I obeyed, and he bound them as tightly as though they were fastened together with rods of iron. A moment later my feet and knees were similarly bound and I was as fast in the toils as Gulliver, when the Liliputians fell upon him in his sleep and bound him to the earth.

And then I was a mute witness to as keen and high-handed a performance as I ever witnessed. One by one every item of the Constant-Scrappe's silver service, valued at ninety thousand dollars, was removed from the sideboard and taken along the hall and placed in the tonneau of the automobile. Next the safe in which lay not only the famous gold service used only at the very swellest functions, said to have cost one hundred and seventy-five thousand dollars for the gold alone, to say nothing of the exquisite workmanship, but--it made me gnash my teeth in impotent rage to see it--Henriette's own jewel-box containing a hundred thousand dollars worth of her own gems and some thirty thousand dollars in cash, was rifled of its contents and disposed of similarly to the silver in the gaping maw of that damned automobile tonneau.

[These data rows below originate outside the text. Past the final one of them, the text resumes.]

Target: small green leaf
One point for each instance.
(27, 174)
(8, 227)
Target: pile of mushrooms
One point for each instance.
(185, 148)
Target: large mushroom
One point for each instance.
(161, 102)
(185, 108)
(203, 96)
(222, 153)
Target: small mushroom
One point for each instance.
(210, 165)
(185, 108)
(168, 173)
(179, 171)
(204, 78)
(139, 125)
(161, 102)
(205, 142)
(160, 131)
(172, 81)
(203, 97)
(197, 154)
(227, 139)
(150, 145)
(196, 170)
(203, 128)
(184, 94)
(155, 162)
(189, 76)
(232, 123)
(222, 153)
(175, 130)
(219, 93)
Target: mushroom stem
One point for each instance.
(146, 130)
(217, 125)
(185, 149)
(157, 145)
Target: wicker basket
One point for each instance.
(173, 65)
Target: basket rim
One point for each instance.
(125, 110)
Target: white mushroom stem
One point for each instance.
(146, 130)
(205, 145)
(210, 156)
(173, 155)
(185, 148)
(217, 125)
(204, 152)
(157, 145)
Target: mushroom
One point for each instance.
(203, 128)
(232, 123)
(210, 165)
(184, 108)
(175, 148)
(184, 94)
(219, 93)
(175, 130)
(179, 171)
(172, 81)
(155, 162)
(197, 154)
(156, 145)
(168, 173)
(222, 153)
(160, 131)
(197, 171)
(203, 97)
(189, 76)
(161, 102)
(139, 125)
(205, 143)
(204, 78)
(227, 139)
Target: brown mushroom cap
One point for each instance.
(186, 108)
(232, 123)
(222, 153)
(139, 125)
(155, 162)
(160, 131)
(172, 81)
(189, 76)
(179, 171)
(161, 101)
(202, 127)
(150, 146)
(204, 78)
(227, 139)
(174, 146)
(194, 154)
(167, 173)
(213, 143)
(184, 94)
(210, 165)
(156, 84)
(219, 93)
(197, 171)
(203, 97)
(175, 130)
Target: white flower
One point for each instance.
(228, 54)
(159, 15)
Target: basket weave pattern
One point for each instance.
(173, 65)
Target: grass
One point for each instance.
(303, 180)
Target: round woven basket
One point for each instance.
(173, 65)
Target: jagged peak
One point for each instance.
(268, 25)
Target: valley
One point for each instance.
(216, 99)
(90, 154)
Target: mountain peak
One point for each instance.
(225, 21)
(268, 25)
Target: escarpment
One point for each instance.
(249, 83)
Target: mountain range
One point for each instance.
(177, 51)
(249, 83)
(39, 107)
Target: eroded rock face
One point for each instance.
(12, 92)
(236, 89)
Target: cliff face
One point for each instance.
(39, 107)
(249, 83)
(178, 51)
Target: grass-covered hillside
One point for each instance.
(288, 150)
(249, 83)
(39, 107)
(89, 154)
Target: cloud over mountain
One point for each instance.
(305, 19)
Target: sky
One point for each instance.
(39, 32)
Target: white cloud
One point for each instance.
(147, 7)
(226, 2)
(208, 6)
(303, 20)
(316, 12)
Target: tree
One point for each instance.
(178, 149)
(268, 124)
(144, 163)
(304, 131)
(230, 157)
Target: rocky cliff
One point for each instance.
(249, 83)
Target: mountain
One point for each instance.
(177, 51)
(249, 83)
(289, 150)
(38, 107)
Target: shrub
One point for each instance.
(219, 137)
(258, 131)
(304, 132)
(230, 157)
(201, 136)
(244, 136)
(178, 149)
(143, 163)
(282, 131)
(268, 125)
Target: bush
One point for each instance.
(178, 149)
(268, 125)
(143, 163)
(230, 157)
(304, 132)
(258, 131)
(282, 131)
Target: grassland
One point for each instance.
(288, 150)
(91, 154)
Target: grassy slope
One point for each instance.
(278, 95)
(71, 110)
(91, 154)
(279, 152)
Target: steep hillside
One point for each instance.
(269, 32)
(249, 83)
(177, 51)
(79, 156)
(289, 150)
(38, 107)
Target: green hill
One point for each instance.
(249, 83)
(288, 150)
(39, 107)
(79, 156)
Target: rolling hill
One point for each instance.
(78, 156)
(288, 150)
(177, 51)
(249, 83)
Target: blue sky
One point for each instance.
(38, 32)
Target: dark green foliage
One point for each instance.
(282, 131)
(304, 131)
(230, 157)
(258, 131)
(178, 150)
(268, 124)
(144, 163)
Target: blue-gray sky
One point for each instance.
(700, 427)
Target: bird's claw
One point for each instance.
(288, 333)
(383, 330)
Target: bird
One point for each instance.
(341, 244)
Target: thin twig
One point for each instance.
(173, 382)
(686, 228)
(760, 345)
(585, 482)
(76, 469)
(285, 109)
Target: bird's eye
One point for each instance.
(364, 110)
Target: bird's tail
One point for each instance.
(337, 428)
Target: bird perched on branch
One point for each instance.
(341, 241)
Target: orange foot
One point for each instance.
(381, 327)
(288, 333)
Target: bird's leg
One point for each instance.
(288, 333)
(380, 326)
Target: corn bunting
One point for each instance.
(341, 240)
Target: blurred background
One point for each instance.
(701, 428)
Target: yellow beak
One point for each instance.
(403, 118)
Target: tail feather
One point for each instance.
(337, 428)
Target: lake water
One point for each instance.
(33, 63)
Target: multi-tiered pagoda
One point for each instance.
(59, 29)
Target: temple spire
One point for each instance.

"Now," said the intruder, loosening my feet and releasing me from the chair, "take me to my lady's boudoir. There is room in the car for a few more objects of virtu."

I obeyed on the instant and a few moments later the scene of below-stairs was repeated, with me powerless to resist. Pictures, bric-a-brac, and other things to the tune of twenty thousand dollars more were removed, as calmly and as coolly as though there were no law against that sort of thing in the world.

"There!" cried the highwayman, as he returned after the last item of his loot had been stowed away in the vehicle. "That'll make an interesting tale for Friday morning's papers. It's the biggest haul I've made in forty-eight years. Good-night, sir. When I am safely out of town I'll telegraph the police to come and rescue you from your present awkward position. And let me tell you, if you give them the slightest hint of my personal appearance, by the hopping Harcourt, I'll come back and kill you. See?"

And with that he made off, closing the door behind him, and a moment later I heard his infernal automobile chugging down the drive at full speed. Twelve hours later, in response to a long-distance telephone message from New York, the police came bounding around to the house, and found me tied up and unconscious. The highwayman had at least been true to his word, and, as he had prophesied, the morning papers on Friday were full of the story of the most daring robbery of the century. Accurate stories in detail under huge scare-type headlines appeared in all the papers, narrating the losses of the Constant-Scrappes, as well as the rape of the jewels and money of Mrs. Van Raffles. The whole country rang with it, and the afternoon train brought not only detectives by the score, but the representative of the Constant-Scrappes and Henriette herself. She was highly hysterical over the loss not only of her own property but that of her landlord as well, but nobody blamed me. The testimony of the police as to my condition when found fully substantiated my story and was accepted as ample evidence that I had no criminal connection with the robbery. This was a great relief to me, but it was greater when Henriette stroked my hand and called me "poor old Bunny," for I must say I was worried as to what she would think of me for having proven so poor a guardian of her property.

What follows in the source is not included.